Measurements of fluence profiles in femtosecond laser sparks and superfilaments in air

We investigate the nonlinear propagation of multiterawatt femtosecond laser pulses at 800 nm wavelength in air, under different external focusing conditions. We profile the laser beam in the vicinity of the nonlinear focus using a technique based on the dependence of the single-shot ablation threshold for gold on the angle of incidence of the laser beam on the sample. Under very tight focusing conditions ($\mathit{f}$ number $\sim 15$) we observe the propagation regime reminiscent of the nanosecond optical breakdown.

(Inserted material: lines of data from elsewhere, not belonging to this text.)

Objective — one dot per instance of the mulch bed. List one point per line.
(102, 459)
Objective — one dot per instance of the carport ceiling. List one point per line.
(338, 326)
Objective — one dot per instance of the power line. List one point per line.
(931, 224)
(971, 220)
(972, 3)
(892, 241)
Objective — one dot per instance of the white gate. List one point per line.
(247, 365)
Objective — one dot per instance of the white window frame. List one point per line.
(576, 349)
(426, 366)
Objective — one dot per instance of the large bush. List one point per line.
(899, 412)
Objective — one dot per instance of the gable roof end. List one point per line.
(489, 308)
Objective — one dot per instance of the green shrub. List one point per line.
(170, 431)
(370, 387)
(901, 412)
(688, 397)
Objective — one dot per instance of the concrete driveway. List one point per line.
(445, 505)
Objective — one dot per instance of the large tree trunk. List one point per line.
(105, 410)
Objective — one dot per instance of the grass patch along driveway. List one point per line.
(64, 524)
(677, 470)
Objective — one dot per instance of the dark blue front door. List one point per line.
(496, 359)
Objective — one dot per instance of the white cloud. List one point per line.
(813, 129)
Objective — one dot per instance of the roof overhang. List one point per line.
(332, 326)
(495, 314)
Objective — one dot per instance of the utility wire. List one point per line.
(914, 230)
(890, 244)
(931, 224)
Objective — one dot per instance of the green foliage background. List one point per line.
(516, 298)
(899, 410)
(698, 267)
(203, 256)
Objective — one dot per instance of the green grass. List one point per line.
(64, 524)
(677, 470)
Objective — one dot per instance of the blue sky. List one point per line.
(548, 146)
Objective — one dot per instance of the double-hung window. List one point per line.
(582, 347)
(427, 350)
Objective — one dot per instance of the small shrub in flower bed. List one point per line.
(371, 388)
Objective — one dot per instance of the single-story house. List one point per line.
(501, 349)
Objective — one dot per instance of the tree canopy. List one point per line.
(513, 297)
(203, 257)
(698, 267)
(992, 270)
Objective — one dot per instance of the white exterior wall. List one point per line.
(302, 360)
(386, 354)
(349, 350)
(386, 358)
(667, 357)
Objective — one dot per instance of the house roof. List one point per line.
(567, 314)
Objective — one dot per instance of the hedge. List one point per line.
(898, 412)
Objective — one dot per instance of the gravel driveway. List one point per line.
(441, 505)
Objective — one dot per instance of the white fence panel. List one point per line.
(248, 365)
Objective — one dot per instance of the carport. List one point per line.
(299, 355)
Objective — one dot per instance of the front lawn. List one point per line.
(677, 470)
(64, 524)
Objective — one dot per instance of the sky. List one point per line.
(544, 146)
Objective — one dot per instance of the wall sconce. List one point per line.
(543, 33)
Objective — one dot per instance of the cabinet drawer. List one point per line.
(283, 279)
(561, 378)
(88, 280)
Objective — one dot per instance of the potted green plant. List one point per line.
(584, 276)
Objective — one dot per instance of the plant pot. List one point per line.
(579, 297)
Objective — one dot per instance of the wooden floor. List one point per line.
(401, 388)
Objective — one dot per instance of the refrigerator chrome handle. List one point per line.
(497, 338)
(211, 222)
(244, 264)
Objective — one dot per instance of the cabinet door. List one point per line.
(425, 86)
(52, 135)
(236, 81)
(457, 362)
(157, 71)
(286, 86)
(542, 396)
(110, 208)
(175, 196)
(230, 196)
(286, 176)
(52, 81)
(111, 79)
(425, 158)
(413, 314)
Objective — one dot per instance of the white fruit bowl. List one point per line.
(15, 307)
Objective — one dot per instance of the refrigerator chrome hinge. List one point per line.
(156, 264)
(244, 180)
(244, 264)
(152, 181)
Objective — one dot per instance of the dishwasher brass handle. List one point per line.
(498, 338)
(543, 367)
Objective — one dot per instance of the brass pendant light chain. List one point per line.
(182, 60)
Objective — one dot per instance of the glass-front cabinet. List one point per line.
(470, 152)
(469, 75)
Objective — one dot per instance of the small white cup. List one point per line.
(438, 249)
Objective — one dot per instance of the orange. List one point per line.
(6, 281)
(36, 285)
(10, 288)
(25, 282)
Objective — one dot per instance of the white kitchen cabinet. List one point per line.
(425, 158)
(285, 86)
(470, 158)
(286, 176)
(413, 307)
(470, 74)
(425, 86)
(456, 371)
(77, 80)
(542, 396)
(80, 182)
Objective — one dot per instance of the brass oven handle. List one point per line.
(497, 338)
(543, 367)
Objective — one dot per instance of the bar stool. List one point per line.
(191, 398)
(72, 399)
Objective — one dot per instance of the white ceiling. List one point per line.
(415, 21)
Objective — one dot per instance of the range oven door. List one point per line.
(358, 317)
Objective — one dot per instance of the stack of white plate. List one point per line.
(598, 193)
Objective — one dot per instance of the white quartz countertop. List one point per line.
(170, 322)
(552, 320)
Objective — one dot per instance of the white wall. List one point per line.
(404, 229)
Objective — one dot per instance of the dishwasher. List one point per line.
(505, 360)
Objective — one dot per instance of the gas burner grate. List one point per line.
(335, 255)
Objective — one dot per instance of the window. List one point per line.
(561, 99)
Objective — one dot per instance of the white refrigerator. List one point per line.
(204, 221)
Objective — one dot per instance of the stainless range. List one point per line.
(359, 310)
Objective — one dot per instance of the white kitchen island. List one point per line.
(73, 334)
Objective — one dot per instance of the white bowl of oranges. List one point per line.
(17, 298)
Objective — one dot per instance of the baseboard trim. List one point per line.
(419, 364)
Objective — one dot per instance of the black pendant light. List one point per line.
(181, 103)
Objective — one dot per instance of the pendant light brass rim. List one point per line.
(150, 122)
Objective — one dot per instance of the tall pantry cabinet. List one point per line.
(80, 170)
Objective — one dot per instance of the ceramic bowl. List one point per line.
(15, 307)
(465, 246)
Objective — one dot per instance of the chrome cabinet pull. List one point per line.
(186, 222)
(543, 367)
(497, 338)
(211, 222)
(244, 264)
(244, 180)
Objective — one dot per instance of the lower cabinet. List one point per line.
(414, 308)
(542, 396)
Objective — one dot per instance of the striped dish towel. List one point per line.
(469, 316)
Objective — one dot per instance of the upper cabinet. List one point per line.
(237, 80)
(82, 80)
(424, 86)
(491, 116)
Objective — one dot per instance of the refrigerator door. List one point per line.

No clear individual filaments are formed across the beam, and the estimated peak intensity surges to at least $200\mathrm{TW}/{\mathrm{cm}}^2$. As the external focusing is loosened to $\mathit{f}$ number $\sim 125$, we observe the transition to the multifilamentation regime. Distinct individual filaments are formed before the linear focus while the peak intensity reaches $\sim 80\mathrm{TW}/{\mathrm{cm}}^2$. Once formed, the filaments do not coalesce into a single or few superfilaments as they pass through the focus zone. Our experimental observations are supported by numerical simulations.

Figure 1

Experimental beam profiles at different intensity levels and at different longitudinal positions relative to the linear focus of the lens for the case of very tight beam focusing with an $f$ number of about 15. The energy of the 40-fs-long input laser pulse is 100 mJ. No clear individual filaments are formed on propagation. Instead, the intensity relatively uniformly surges to at least $200\mathrm{TW}/{\mathrm{cm}}^2$.

Figure 2

Results of numerical simulations for the case with very tight external beam focusing, corresponding to the experimental results shown in Fig. 1. The ring intensity structure formed after the linear focus is the artifact of the constant-temporal-envelope approximation used in the numerical model, as discussed in the text.

Figure 3

Same as in Fig. 1, but with external beam focusing loosened to the $f$ number of about 125 and the laser-pulse energy of 120 mJ. The beam patterns show the formation of multiple individual filaments with a diameter of $\sim 100\mu \mathrm{m}$ and peak intensity reaching $80\mathrm{TW}/{\mathrm{cm}}^2$. As these filaments travel through the focus zone, an intensity pedestal builds up to the relatively high level of about $40\mathrm{TW}/{\mathrm{cm}}^2$, but the individual filaments on top of the pedestal do not coalesce into one or few superfilaments.

Figure 4

Results of numerical simulations for the case with moderately strong focusing, shown in Fig. 3. Computed beam-intensity patterns are in semiquantitative agreement with those experimentally measured.